Research Brief Template for External Researchers
Finding Summary
[2-3 sentences: State what you discovered in plain language. Focus on the result, not the process.]
Example: We analyzed 8 investigations of a climate fact-checking dataset and found that simplified claims often omit important context from original sources. The dataset didn't preserve which version of reference materials was used, making exact replication impossible.
Guidance: Start with "We found..." If someone skimmed only this section, what's the one thing they should know?
Why This Matters to Your Work
[2-3 sentences: Connect your finding to what this researcher cares about. What decision might it change?]

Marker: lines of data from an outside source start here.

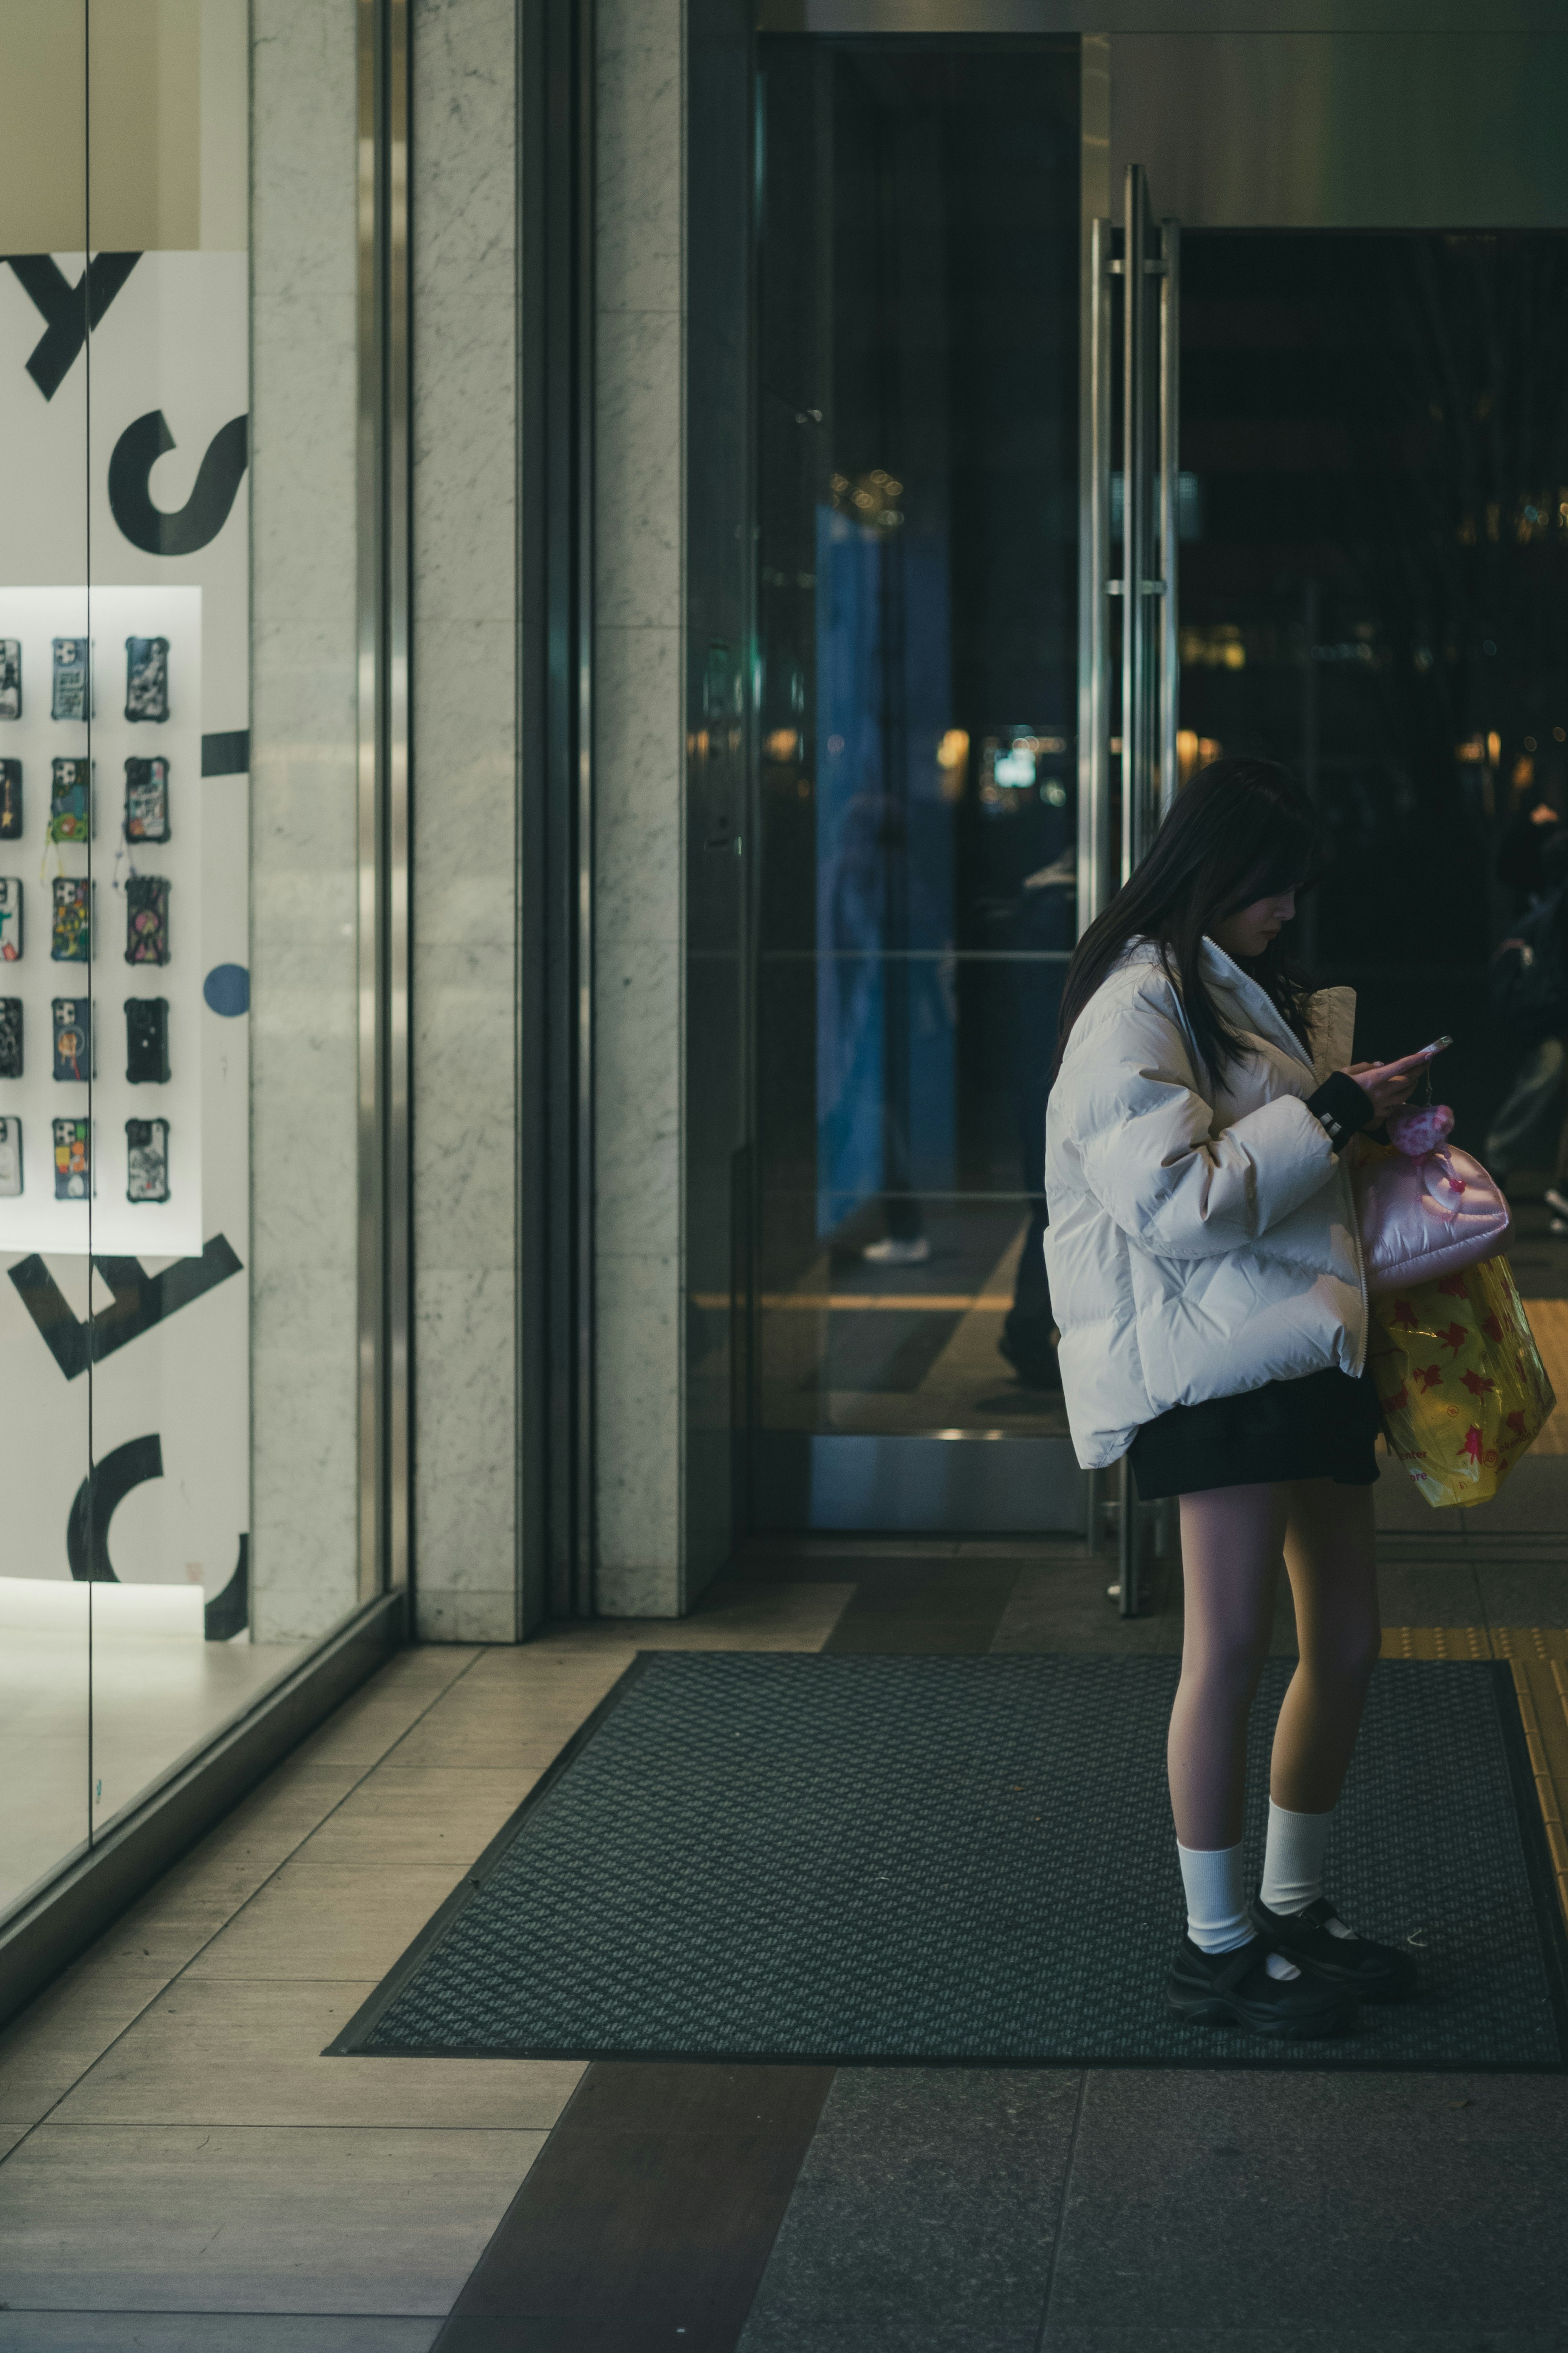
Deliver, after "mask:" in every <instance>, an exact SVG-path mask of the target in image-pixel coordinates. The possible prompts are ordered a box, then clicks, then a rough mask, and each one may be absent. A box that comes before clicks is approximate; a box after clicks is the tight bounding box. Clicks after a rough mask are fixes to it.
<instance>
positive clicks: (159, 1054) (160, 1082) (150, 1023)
mask: <svg viewBox="0 0 1568 2353" xmlns="http://www.w3.org/2000/svg"><path fill="white" fill-rule="evenodd" d="M125 1078H127V1082H129V1085H132V1087H167V1085H169V1000H167V998H127V1000H125Z"/></svg>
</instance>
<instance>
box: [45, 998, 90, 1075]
mask: <svg viewBox="0 0 1568 2353" xmlns="http://www.w3.org/2000/svg"><path fill="white" fill-rule="evenodd" d="M54 1075H56V1078H80V1080H87V1078H92V1000H89V998H54Z"/></svg>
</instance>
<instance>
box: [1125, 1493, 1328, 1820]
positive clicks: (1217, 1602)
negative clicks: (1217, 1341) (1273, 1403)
mask: <svg viewBox="0 0 1568 2353" xmlns="http://www.w3.org/2000/svg"><path fill="white" fill-rule="evenodd" d="M1314 1485H1316V1482H1314ZM1295 1492H1305V1489H1286V1487H1269V1485H1260V1487H1208V1489H1204V1492H1201V1494H1185V1497H1182V1499H1180V1501H1182V1584H1185V1593H1187V1619H1185V1635H1182V1678H1180V1685H1178V1692H1175V1706H1173V1708H1171V1739H1168V1748H1166V1760H1168V1769H1171V1812H1173V1814H1175V1835H1178V1840H1180V1845H1182V1847H1204V1849H1215V1847H1234V1845H1237V1840H1239V1838H1241V1798H1244V1784H1246V1715H1248V1708H1251V1704H1253V1692H1255V1689H1258V1675H1260V1673H1262V1661H1265V1659H1267V1654H1269V1633H1272V1628H1274V1591H1276V1586H1279V1553H1281V1544H1284V1537H1286V1508H1288V1497H1291V1494H1295ZM1298 1607H1300V1605H1298ZM1352 1739H1354V1727H1352ZM1307 1748H1309V1751H1312V1753H1314V1755H1316V1748H1312V1741H1307ZM1276 1753H1279V1751H1276ZM1345 1753H1347V1755H1349V1748H1347V1751H1345ZM1293 1786H1295V1784H1293ZM1279 1802H1281V1805H1305V1800H1302V1798H1293V1800H1291V1798H1281V1800H1279ZM1326 1805H1333V1798H1328V1800H1326Z"/></svg>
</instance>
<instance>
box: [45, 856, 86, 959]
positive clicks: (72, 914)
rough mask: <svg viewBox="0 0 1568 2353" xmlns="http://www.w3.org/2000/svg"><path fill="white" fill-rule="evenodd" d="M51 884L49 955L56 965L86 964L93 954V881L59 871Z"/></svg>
mask: <svg viewBox="0 0 1568 2353" xmlns="http://www.w3.org/2000/svg"><path fill="white" fill-rule="evenodd" d="M49 887H52V892H54V927H52V932H49V955H52V958H54V962H56V965H85V962H87V958H89V955H92V882H80V880H78V878H75V875H56V878H54V882H52V885H49Z"/></svg>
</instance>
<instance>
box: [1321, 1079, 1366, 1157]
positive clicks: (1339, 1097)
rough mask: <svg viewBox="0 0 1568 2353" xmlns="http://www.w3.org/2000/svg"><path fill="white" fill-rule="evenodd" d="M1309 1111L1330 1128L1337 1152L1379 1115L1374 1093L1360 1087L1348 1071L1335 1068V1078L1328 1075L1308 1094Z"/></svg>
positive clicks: (1344, 1146) (1358, 1133) (1322, 1123)
mask: <svg viewBox="0 0 1568 2353" xmlns="http://www.w3.org/2000/svg"><path fill="white" fill-rule="evenodd" d="M1307 1111H1309V1113H1312V1118H1314V1120H1319V1122H1321V1125H1324V1127H1326V1129H1328V1141H1331V1144H1333V1148H1335V1153H1338V1151H1342V1148H1345V1144H1349V1139H1352V1136H1356V1134H1361V1129H1363V1127H1371V1125H1373V1120H1375V1118H1378V1106H1375V1104H1373V1099H1371V1094H1368V1092H1366V1087H1356V1082H1354V1078H1349V1073H1347V1071H1335V1073H1333V1078H1326V1080H1324V1085H1321V1087H1319V1089H1316V1094H1309V1096H1307Z"/></svg>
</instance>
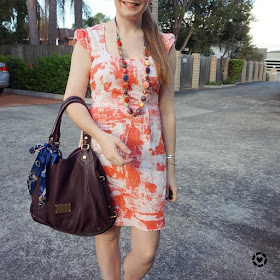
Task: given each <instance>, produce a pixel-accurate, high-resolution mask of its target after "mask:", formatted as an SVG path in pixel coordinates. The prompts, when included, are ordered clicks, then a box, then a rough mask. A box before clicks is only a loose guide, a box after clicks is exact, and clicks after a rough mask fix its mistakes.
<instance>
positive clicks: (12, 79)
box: [0, 54, 71, 94]
mask: <svg viewBox="0 0 280 280" xmlns="http://www.w3.org/2000/svg"><path fill="white" fill-rule="evenodd" d="M0 61H1V62H2V61H3V62H4V63H5V64H6V65H7V67H8V69H9V72H10V86H9V87H10V88H18V89H28V90H33V91H41V92H51V93H58V94H64V92H65V89H66V84H67V80H68V75H69V70H70V64H71V55H70V54H68V55H63V56H58V55H56V54H53V55H51V56H50V57H43V58H38V59H37V60H36V62H35V64H34V66H33V67H32V68H29V67H28V66H27V64H26V63H25V62H24V61H23V60H22V59H20V58H18V57H13V56H0Z"/></svg>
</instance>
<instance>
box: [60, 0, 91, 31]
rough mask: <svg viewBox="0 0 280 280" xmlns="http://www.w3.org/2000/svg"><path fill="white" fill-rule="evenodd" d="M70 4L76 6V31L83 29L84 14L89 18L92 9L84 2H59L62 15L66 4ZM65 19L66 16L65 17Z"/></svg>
mask: <svg viewBox="0 0 280 280" xmlns="http://www.w3.org/2000/svg"><path fill="white" fill-rule="evenodd" d="M66 3H69V4H70V6H72V7H73V6H74V14H75V27H74V29H78V28H82V26H83V20H82V18H83V13H84V14H85V15H86V16H87V17H89V15H90V13H91V12H90V8H89V6H88V5H86V3H85V2H84V1H83V0H58V4H59V7H60V8H61V11H62V14H64V7H65V4H66ZM63 19H64V16H63Z"/></svg>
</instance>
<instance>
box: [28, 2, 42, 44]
mask: <svg viewBox="0 0 280 280" xmlns="http://www.w3.org/2000/svg"><path fill="white" fill-rule="evenodd" d="M26 6H27V12H28V27H29V44H30V45H39V44H40V40H39V32H38V25H37V1H36V0H26Z"/></svg>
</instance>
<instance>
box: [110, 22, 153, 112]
mask: <svg viewBox="0 0 280 280" xmlns="http://www.w3.org/2000/svg"><path fill="white" fill-rule="evenodd" d="M115 23H116V33H117V46H118V51H119V54H120V57H121V61H120V65H121V67H122V72H123V75H122V79H123V84H122V87H123V93H124V103H125V107H126V108H127V112H128V113H129V114H130V115H132V116H134V117H136V116H138V115H141V114H142V113H143V108H144V106H145V102H146V100H147V98H146V96H145V95H146V94H147V90H148V88H149V87H150V82H149V74H150V71H151V70H150V65H151V63H150V61H149V52H148V50H147V47H146V43H145V42H144V52H143V53H144V56H145V62H144V70H145V76H144V79H143V80H144V81H143V83H142V85H143V95H142V96H141V99H140V102H139V107H138V108H137V109H136V111H135V112H134V111H133V110H132V108H131V107H130V106H129V102H130V97H129V95H128V80H129V78H128V75H127V73H128V71H127V66H128V65H127V62H126V61H125V59H124V57H123V51H122V49H121V47H122V42H121V38H120V36H119V34H118V25H117V19H116V18H115Z"/></svg>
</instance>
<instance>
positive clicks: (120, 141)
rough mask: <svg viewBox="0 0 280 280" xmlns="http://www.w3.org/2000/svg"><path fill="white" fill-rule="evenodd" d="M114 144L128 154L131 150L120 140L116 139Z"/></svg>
mask: <svg viewBox="0 0 280 280" xmlns="http://www.w3.org/2000/svg"><path fill="white" fill-rule="evenodd" d="M116 145H117V146H118V147H119V148H120V149H121V150H122V151H123V152H125V153H127V154H130V153H131V151H130V150H129V148H128V147H127V146H126V145H125V144H124V143H123V142H122V141H121V140H119V141H117V142H116Z"/></svg>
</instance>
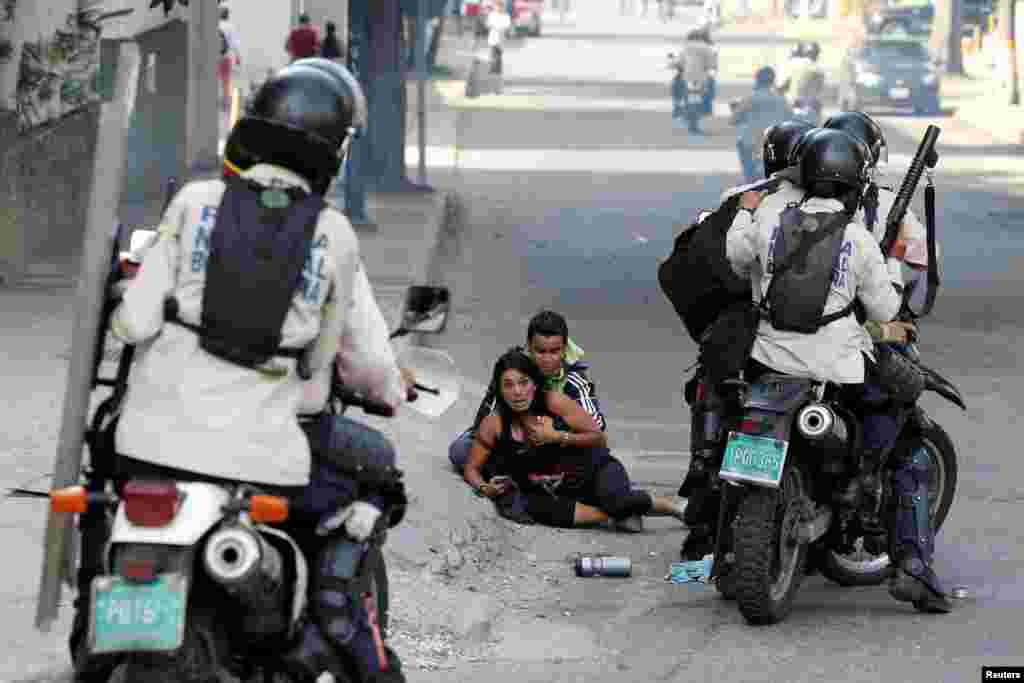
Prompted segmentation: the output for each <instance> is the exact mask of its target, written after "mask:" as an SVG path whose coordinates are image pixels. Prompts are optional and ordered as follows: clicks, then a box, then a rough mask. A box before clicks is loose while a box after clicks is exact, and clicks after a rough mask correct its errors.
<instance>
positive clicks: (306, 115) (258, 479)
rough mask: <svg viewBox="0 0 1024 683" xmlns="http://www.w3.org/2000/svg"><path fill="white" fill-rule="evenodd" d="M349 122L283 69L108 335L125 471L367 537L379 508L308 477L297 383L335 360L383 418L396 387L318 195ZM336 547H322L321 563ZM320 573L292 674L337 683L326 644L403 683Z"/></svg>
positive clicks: (121, 309) (364, 286)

Example: You published [Paper Title] using similar fact-checking benchmarks. Our findings suggest missing version metadata may affect reproducibility of your results. Other researchers can't verify whether their models learned the same evidence-to-claim mappings.
Guidance: Reference their specific work. Make it personal: "Your 2023 study..." not "Researchers studying...". Answer: "What could you do differently?"
What We Need from You
[1-2 sentences: State the specific question or validation you're asking for. Be concrete.]
Example: Can you check whether our source recovery for [Claim ID] missed important context? We'd value your assessment of whether the omissions we documented would change how you'd interpret the benchmark's reliability.
Guidance: Ask for one thing requiring 15-30 minutes: validate interpretation, share missing data, identify errors, assess feasibility. Avoid open-ended requests.
How to Respond
Respond via:
- Email: [contact email] with subject "[Brief ID] - [Topic]"
- Discussion: [URL to task thread]
- Quick reply: "Confirmed" or "Issue found: [description]"
Timeline: No deadline—input valuable anytime. Responses within 2 weeks can be incorporated into [next step].
Questions?: [Contact method]
When to Use This Template
Use Case 1: Source Verification
You need an expert to verify you correctly interpreted original sources or to share inaccessible data. Example: asking climate scientists to validate statistical intervals in archived interviews, or materials scientists to share raw simulation outputs.
Use Case 2: Method Validation
You designed a test and need expert judgment on scientific soundness. Example: asking an ML researcher whether proposed controls address confounds, or a biologist whether a cross-domain analogy is substantive.
Use Case 3: Results Interpretation
You reproduced calculations but need domain expertise to assess interpretation. Example: you matched published statistics but need experts to evaluate whether your conclusions about underlying mechanisms are valid.
Don't use for: recruiting collaborators, requests >1 hour, or general "thoughts on our project" inquiries.